[
https://issues.apache.org/jira/browse/MAHOUT-710?page=com.atlassian.jira.plugin.system.issuetabpanels:comment-tabpanel&focusedCommentId=13051731#comment-13051731
]
Hector Yee commented on MAHOUT-710:
-----------------------------------
I'd love to beta test it soon. How will Enumerate Triangle perform on a graph
of tens of millions of nodes?
> Implementing K-Trusses
> ----------------------
>
> Key: MAHOUT-710
> URL: https://issues.apache.org/jira/browse/MAHOUT-710
> Project: Mahout
> Issue Type: New Feature
> Affects Versions: 0.6
> Reporter: Tillmann Fiehn
> Assignee: Sebastian Schelter
> Attachments:
> 0001-SimplifyGraph_AugmentEdgesWithDegrees_EnumerateTriangles_workfine.patch
>
> Original Estimate: 672h
> Remaining Estimate: 672h
>
> We are Tillmann Fiehn and Sebastian Arnold, IT students from TU Berlin. As
> Sebastian Schelter already announced, we are atteding Isabel's and
> Sebastian's class "Large scale data analysis and data mining" and picked an
> interesting project that we want to implement in Mahout. We are open for any
> hints and suggestions and would appreciate if you could share your thoughts
> on our proposal.
> Our goal is to implement a map/reduce algorithm for finding k-trusses in a
> given graph. A k-truss is a nontrivial, single-component maximal subgraph,
> such that every edge is contained in at least k-2 triangles in the subgraph.
> The algorithm was proposed in the IEEE paper J. Cohen 2009: "Graph Twiddling
> in a MapReduce World"
> (http://www.csee.usf.edu/~anda/CIS6930-S11/papers/graph-processing-w-mapreduce.pdf)

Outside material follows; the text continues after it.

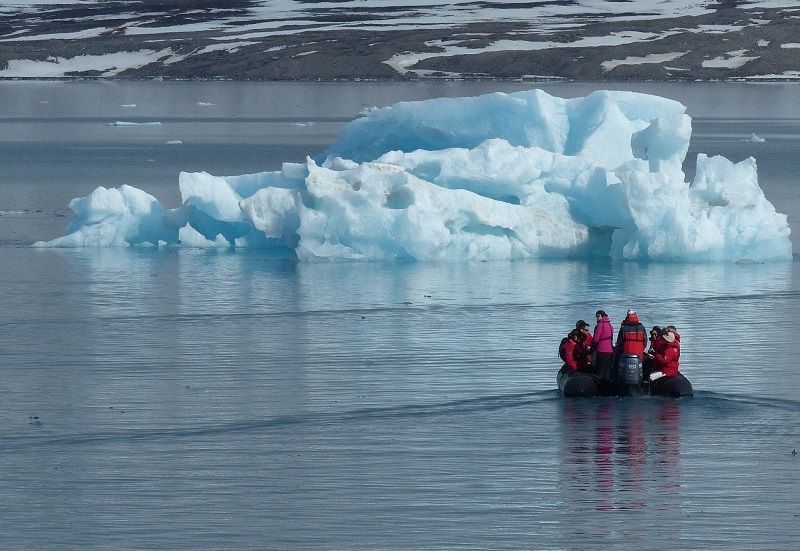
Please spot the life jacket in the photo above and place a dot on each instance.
(562, 353)
(632, 337)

> and involves a number of graph algorithms that are to our knowledge
> currently not present in Mahout:
> *Goal: finding K-Trusses*
> * relaxation of k-member clique
> * non-trivial, single-component maximal subgraph, s.t.
> * every edge is contained in at least k-2 triangles in the subgraph
> *Algorithms to be implemented on top of Mahout / Hadoop:*
> *simplifyGraph*: Edges -> RepresentativeEdges
> * removes Loops (not cycles)
> * aggregate duplicate edges
> *augmentGraphWithDegrees*: RepresentativeEdges -> AugmentedEdges = (Edge (v,
> u) , d(v), d(u))
> * augements the edges with degree information for both nodes d(v) = |{E | E =
> (x,y) a. (x = v o. y = v) }|
> *enumerateTriangles*: AugmentedEdges = (Edge, d(v), d(u)) -> Triangles (v,
> u, s)
> * finds all triangles in a Graph
> *findComponents*: RepresentativeEdges -> ZoneAssignments (v, z)
> * finds all components of a graph, each identified as the order number of the
> lowest-order vertex contained
> * consists of:
> ** step 1: find adjacent zones: Edges x Zones -> InterzoneEdges (z, z)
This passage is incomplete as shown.